The Grimm Conclusion by Adam Gidwitz will be out in October where we will actually be meeting the Narrator face to face who will show his own vulnerability and explore how a story can be told and reshaped… Can’t wait!!!!
Gayle Forman’s follow up to Just One Day is coming put in October called Just One Year.
Andrew Smith’s winter book sounds exactly like the kind of crazy imaginative story that I’d LOVE to read. It’s called. Grasshopper Jungle.
I have to include this summary from Goodreads: ”
It is the end of the world, and nobody knows anything about it. Except for Austin and his best friend Robby. This is a story about bugs, urinal factories, Polish immigrants, the Great Depression, medieval Catholic saints, the war in Afghanistan, the caves of Altamira, President Nixon, an inflatable whale, cigarettes, corn, spawning walleyes, and the Rolling Stones.
And the end of the world. It’s unstoppable. You will get lost and found again on all the roads that keep crossing and crossing in the small town of Ealing, Iowa, at a place called Grasshopper Jungle.”

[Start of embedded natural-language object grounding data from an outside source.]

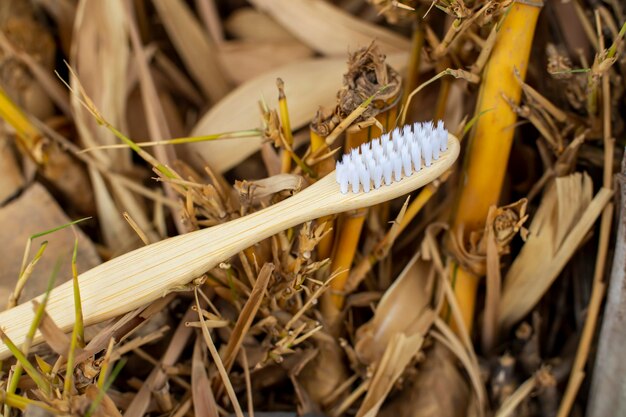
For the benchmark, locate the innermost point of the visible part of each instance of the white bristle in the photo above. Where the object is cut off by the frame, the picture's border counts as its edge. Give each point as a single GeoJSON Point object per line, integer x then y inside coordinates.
{"type": "Point", "coordinates": [391, 157]}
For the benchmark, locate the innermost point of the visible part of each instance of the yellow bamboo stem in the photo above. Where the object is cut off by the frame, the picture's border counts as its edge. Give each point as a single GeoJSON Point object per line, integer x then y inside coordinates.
{"type": "Point", "coordinates": [318, 144]}
{"type": "Point", "coordinates": [26, 132]}
{"type": "Point", "coordinates": [417, 43]}
{"type": "Point", "coordinates": [286, 126]}
{"type": "Point", "coordinates": [348, 239]}
{"type": "Point", "coordinates": [489, 146]}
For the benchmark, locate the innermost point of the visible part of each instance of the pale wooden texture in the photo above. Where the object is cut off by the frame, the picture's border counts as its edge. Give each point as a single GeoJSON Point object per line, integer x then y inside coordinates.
{"type": "Point", "coordinates": [145, 274]}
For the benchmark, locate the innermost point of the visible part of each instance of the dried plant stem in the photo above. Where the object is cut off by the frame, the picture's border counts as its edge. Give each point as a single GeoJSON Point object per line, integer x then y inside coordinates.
{"type": "Point", "coordinates": [322, 168]}
{"type": "Point", "coordinates": [286, 127]}
{"type": "Point", "coordinates": [512, 402]}
{"type": "Point", "coordinates": [218, 361]}
{"type": "Point", "coordinates": [599, 286]}
{"type": "Point", "coordinates": [417, 44]}
{"type": "Point", "coordinates": [17, 370]}
{"type": "Point", "coordinates": [29, 136]}
{"type": "Point", "coordinates": [486, 161]}
{"type": "Point", "coordinates": [456, 73]}
{"type": "Point", "coordinates": [350, 233]}
{"type": "Point", "coordinates": [178, 141]}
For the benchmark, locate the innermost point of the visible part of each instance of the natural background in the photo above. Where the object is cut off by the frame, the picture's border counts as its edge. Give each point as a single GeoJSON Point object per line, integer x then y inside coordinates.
{"type": "Point", "coordinates": [124, 122]}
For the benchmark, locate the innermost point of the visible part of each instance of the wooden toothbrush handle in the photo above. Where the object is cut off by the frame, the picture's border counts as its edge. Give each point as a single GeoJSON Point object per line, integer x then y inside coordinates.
{"type": "Point", "coordinates": [145, 274]}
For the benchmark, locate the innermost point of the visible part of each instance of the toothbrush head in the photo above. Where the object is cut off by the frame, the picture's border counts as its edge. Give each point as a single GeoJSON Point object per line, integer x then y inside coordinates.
{"type": "Point", "coordinates": [391, 157]}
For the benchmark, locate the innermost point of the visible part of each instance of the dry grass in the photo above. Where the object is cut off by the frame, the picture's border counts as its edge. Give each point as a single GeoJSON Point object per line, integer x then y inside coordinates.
{"type": "Point", "coordinates": [477, 295]}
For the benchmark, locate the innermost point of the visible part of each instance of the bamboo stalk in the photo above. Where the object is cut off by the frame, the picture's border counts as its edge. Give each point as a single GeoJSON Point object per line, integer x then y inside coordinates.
{"type": "Point", "coordinates": [318, 145]}
{"type": "Point", "coordinates": [489, 147]}
{"type": "Point", "coordinates": [599, 286]}
{"type": "Point", "coordinates": [145, 274]}
{"type": "Point", "coordinates": [348, 239]}
{"type": "Point", "coordinates": [286, 127]}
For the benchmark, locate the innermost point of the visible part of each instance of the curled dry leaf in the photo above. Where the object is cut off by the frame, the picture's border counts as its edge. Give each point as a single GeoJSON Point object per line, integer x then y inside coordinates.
{"type": "Point", "coordinates": [564, 217]}
{"type": "Point", "coordinates": [438, 389]}
{"type": "Point", "coordinates": [244, 60]}
{"type": "Point", "coordinates": [19, 24]}
{"type": "Point", "coordinates": [194, 46]}
{"type": "Point", "coordinates": [404, 309]}
{"type": "Point", "coordinates": [309, 84]}
{"type": "Point", "coordinates": [35, 210]}
{"type": "Point", "coordinates": [249, 24]}
{"type": "Point", "coordinates": [503, 223]}
{"type": "Point", "coordinates": [254, 191]}
{"type": "Point", "coordinates": [400, 350]}
{"type": "Point", "coordinates": [328, 29]}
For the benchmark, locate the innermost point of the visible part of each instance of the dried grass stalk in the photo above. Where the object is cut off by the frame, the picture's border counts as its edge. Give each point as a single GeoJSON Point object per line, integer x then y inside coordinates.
{"type": "Point", "coordinates": [487, 158]}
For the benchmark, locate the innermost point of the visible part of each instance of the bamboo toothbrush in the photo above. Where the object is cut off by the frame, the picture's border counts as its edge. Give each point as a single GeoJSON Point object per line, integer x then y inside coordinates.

Mike Lupica’s new book will be about football: QB1: Inspired by the Football royal family of the Mannings, this book shows how a 14 year old high school freshman deals with the burden to be under the huge shadows cast by his father and older brother.
And there is A New Alex Rider? by Anthony Horowitz — Russian Roulette .. An origin story about Yassen and how he was trained and became the cold blooded assassin. I am actually going to read this as soon as my other books are don!!!
Celebrity chef Giada de Laurentiis has penned a series of picture books with travels and food for the younger readers. Sounds exactly right for my school where food is becoming a major curricular component.
Penguin Audio is presenting newly recorded Roald Dahl… With celebrity readers (Kate Winslet, Douglas Hodge, David Walliams, Stephen Fry, Peter Serafinowicz and more.) I am quite excited about this – check out the UK page for all the details.
Humor is always in demand. Hopefully debut author Matthew Ward delivers a lot of it that will resonate with young readers in Fantastic Family Whipple featuring a family that break all sorts of world records that don’t exist in our real world.
The Creature Department by Robert Paul Weston has another great cover that glows in the dark and will be accompanied by animated creatures online upon its fall release.
Intrigued by Meg Rosoff’s new and edgy YA book called Picture Me Gone.
The conclusion to Legend and Prodigy, Champion will be out on November. We were told that it’s a tear-jerker… wha??
Brotherhood by A.B. Westrick is set in Reconstruction era and about the establishment of the KKK.
Author Julie Berry of All the Truth That’s In Me came and shared with the attendees her creative process of this beautifully written romantic mystery set in a “watercolor-esque) Colonial America. The book started its life as an attempt at a second person narration but the final version is still from a first person point of view. Berry didn’t want to burden the very personal tale with too many historical details, but she still obsessively researched the time period to give it an authentic atmosphere. She hates anachronistic elements in historical fiction and is conscientious to not use words for whichever decade she set her stories in. BRAVO for an author who cares!!! I started the first few pages of the book on my way home.. and was instantly hooked by its writing! Can’t wait to finish the book I’m reading now to delve into it soon.
Until It Hurts to Stop by Jennifer R. Hubbard is about the aftermath of bullying: years after the perpetrator has forgotten about the incidents, the victim still remembers and lives its effects.